Have you ever received something that wasn’t entirely yours? Probably. Say you receive $100 but have to hand over half to a family member, partner or colleague? You might assume that you can only be taxed on $50. After all, you only ended up with $50. But it is not always that simple.
If you have a joint bank account with a friend or family member, who is taxed on it isn’t always clear, as technically, either one of you can probably withdraw the whole amount. In that sense, who pays tax on joint bank accounts may not be clear or easy to unravel. Such issues comes up with spouses, unmarried partners, and in many business relationships.
Often, the question is not so much who ended up with it, as who got it initially. If you receive a tax reporting form—like an IRS Form 1099 with it key data, you should assume you have income, though in some cases you may be able to show that your IRS Form 1099 is wrong.
Consider the case of Azimzadeh and Ehsan v. Commissioner, decided by the U.S. Tax Court. Mr. Azimzadeh operated Stevens Creek Auto Center. His friend Mr. Barghi was also involved in the business, and also had a separate auto business called Luxury for Less. Azimzadeh reported all of Stevens Creek’s income and expenses on his own tax return.
But when the IRS audited him, Azimzadeh claimed that Stevens Creek was really a partnership with Barghi. That should reduce the taxes and penalties he owed, Azimzadeh argued. Predictably, the IRS said this was all his income, and the whole “partnership” argument was a belated convenience. The Tax Court agreed with the IRS. Before concluding that this loose business arrangement wasn’t a partnership, the court looked at eight factors:
- Their agreement and conduct;
- The contributions they each made;
- Their control over income and capital and their right to make withdrawals;
- Whether they shared interests in profits and losses or whether one party was an agent or employee;
- Whether business was conducted in their joint names;
- Whether they filed partnership tax returns and said they were joint venturers;
- Whether they kept separate books; and
- Whether they exercised mutual control and had mutual responsibilities.
This list depends heavily on the facts, but it seemed like an easy case. Mr. Azimzadeh didn’t produce any evidence of a written partnership agreement, and no evidence of an oral agreement either. In fact, there were no partnership tax forms, and there was a fuzzy record about who contributed what and how they withdrew money.

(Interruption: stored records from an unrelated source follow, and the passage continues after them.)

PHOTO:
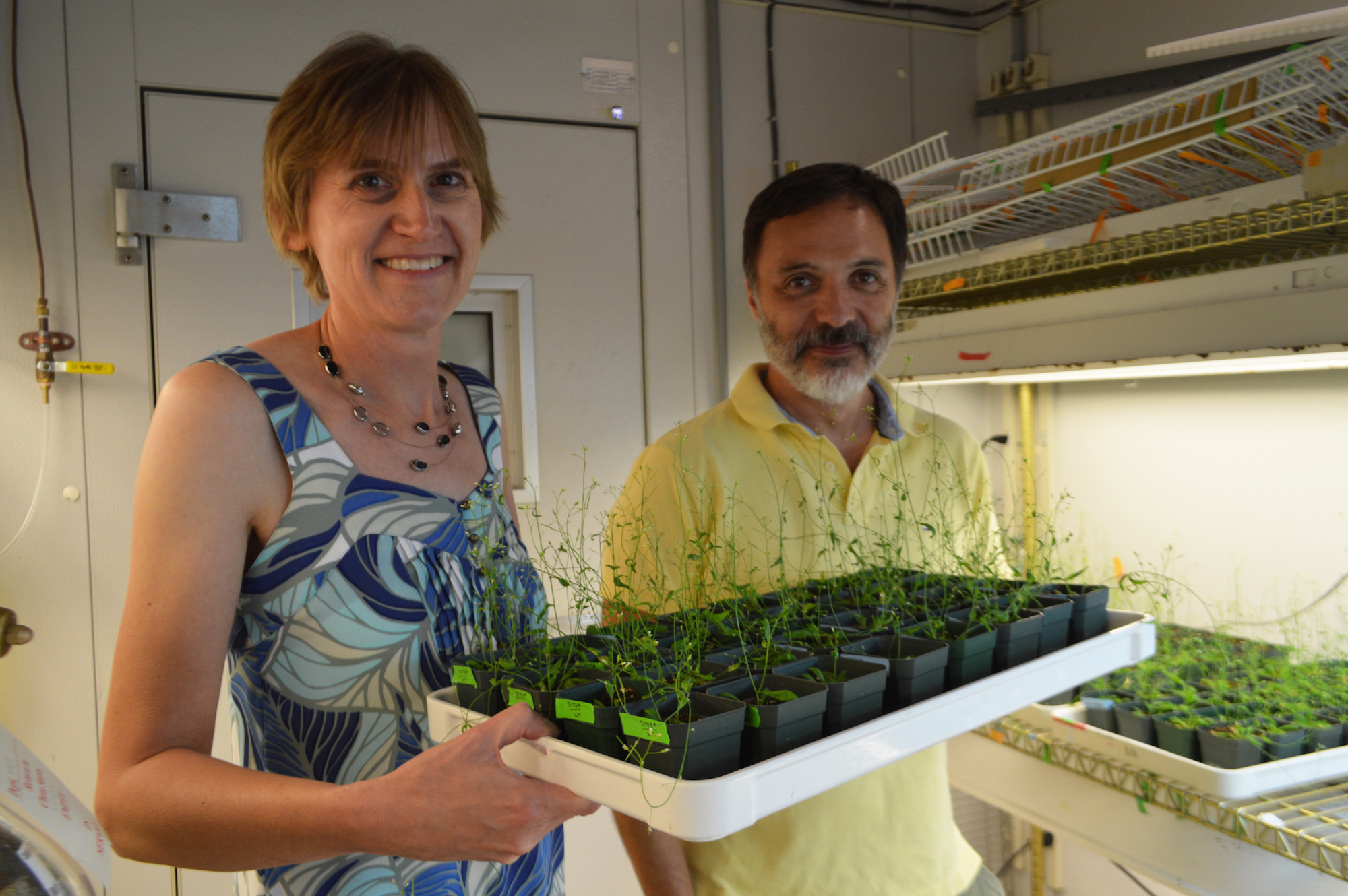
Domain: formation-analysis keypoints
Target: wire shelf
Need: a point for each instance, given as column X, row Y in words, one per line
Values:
column 1307, row 824
column 1253, row 125
column 1279, row 234
column 916, row 161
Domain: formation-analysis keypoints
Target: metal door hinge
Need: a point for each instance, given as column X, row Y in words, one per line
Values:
column 185, row 216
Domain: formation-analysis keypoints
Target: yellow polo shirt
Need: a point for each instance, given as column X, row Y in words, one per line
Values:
column 742, row 494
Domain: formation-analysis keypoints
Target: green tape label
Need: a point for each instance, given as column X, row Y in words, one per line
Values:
column 579, row 711
column 645, row 728
column 517, row 696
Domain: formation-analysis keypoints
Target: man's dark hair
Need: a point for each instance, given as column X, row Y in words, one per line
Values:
column 816, row 185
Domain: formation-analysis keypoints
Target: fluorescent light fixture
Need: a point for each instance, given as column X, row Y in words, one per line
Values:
column 1148, row 370
column 1327, row 21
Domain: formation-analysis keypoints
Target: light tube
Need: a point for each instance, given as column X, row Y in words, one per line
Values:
column 1327, row 21
column 1148, row 371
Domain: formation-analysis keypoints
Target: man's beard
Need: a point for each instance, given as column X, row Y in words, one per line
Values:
column 842, row 378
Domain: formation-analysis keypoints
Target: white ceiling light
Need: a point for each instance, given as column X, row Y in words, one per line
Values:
column 1312, row 22
column 1155, row 369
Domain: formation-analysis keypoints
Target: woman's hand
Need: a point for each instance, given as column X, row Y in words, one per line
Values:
column 459, row 801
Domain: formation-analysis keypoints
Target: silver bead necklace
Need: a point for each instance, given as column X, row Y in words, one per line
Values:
column 353, row 393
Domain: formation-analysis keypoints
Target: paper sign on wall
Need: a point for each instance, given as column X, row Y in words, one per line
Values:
column 609, row 76
column 30, row 783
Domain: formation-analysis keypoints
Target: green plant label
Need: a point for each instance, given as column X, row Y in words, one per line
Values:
column 648, row 730
column 580, row 711
column 517, row 696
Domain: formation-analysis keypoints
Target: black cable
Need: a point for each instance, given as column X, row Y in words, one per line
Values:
column 1012, row 859
column 925, row 7
column 772, row 96
column 24, row 137
column 1145, row 890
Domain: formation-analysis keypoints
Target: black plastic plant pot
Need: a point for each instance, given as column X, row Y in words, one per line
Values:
column 851, row 703
column 1101, row 707
column 1017, row 642
column 1284, row 744
column 1058, row 622
column 587, row 723
column 1137, row 726
column 522, row 688
column 971, row 654
column 1182, row 740
column 774, row 730
column 1229, row 753
column 707, row 747
column 917, row 668
column 478, row 689
column 1337, row 716
column 1090, row 610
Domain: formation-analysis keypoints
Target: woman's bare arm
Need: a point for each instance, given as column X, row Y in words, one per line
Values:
column 212, row 475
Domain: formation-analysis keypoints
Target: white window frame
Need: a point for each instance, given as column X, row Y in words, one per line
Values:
column 514, row 366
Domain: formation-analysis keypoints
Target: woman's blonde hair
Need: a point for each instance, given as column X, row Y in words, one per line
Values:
column 355, row 100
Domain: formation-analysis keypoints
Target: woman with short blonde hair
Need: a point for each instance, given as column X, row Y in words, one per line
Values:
column 326, row 507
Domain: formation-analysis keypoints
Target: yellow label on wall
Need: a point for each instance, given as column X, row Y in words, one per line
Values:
column 88, row 367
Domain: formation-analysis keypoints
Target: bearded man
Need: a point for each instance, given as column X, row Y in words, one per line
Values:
column 812, row 467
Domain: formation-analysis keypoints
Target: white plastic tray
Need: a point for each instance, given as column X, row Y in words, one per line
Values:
column 718, row 808
column 1070, row 726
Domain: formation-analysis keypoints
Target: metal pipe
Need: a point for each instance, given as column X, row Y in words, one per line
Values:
column 718, row 183
column 1029, row 519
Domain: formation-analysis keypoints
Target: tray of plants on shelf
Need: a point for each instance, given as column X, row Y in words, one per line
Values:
column 1229, row 716
column 706, row 720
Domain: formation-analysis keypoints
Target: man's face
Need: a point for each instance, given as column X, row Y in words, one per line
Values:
column 826, row 300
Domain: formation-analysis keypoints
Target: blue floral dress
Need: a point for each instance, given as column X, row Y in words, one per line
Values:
column 353, row 615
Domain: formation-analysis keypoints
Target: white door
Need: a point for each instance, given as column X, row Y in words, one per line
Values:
column 572, row 226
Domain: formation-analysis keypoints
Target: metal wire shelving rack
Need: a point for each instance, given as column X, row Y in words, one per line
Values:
column 1285, row 232
column 1252, row 125
column 1307, row 824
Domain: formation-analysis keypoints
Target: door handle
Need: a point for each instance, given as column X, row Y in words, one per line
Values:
column 13, row 634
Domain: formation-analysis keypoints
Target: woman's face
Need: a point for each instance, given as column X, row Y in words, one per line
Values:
column 398, row 242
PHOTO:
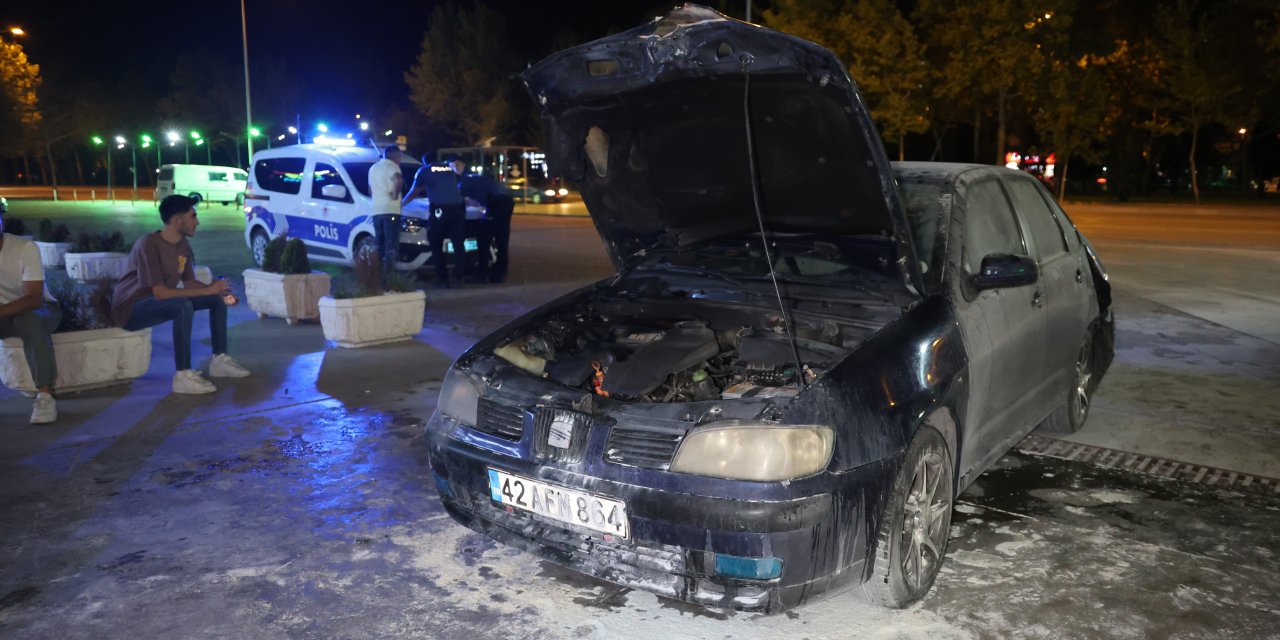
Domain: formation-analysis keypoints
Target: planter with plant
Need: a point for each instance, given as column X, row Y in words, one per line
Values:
column 286, row 287
column 53, row 240
column 97, row 257
column 370, row 306
column 90, row 352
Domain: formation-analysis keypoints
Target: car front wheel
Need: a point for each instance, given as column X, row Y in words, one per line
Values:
column 913, row 534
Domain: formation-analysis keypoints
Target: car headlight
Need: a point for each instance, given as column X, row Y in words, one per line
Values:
column 460, row 394
column 741, row 451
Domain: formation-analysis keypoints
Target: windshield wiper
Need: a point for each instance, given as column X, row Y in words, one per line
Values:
column 819, row 282
column 686, row 270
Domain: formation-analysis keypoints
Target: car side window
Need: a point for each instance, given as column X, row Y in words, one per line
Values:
column 990, row 225
column 325, row 176
column 280, row 174
column 1045, row 232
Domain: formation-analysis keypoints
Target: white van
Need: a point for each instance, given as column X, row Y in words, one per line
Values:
column 320, row 193
column 210, row 183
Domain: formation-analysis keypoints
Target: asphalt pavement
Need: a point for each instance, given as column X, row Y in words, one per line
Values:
column 297, row 503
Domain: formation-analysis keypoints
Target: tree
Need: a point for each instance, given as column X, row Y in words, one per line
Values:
column 19, row 106
column 1193, row 78
column 465, row 77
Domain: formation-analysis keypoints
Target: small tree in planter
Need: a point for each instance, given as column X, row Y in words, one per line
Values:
column 16, row 227
column 370, row 306
column 53, row 241
column 88, row 351
column 286, row 287
column 97, row 257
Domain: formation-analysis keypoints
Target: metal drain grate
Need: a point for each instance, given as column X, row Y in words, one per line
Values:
column 1150, row 465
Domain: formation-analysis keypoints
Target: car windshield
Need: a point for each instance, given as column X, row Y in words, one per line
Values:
column 801, row 259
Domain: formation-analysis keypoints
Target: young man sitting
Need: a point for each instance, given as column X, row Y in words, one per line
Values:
column 149, row 295
column 27, row 312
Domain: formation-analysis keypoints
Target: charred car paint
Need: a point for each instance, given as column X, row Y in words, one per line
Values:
column 673, row 428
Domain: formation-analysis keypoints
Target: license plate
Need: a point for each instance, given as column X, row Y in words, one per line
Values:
column 471, row 245
column 560, row 503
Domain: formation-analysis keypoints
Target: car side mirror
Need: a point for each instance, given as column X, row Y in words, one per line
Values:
column 1001, row 270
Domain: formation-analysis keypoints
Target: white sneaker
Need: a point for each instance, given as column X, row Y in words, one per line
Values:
column 224, row 366
column 188, row 380
column 46, row 410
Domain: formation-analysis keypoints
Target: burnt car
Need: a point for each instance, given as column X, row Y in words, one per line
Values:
column 805, row 355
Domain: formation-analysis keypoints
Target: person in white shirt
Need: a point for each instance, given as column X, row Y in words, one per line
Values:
column 27, row 312
column 384, row 187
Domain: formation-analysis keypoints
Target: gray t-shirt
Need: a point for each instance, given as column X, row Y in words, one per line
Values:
column 152, row 261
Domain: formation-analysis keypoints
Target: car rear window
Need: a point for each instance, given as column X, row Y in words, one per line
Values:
column 280, row 174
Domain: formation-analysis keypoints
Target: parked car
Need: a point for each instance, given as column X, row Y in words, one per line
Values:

On the other hand, there was only one bank account, which could be interpreted as a partnership account. Moreover, Mr. Barghi signed many checks to himself, and that did suggest that not all of this money belonged to Mr. Azimzadeh. But this wasn’t enough, especially where Mr. Azimzadeh had initially reported all of the income on his own return. It was in the audit context where he tried to move the needle.
It wasn’t clear if Barghi was a supplier or a partner, nor how he held himself out to third parties. But all of the sales records listed Stevens Creek as the only seller. Neither Barghi nor Luxury for Less were listed, even for cars that originally came from Luxury for Less. This was no clear partnership.
And while it was true that there was only one bank account and that Barghi had equal control of it, that itself wasn’t enough for the IRS or the Tax Court. There were numerous checks Barghi had signed, but there was no evidence of what Barghi’s role really was. The Tax Court found that no partnership existed.
One might question what it would matter if one party is paying another as an employee or an independent contractor and getting a tax deduction for the payments. In a business context, after all, only net income should be taxed, not gross. Yet sometimes, as in this case, there’s real finger-pointing about who collected income and should be taxed on it. It can be tough to win such an argument with the IRS.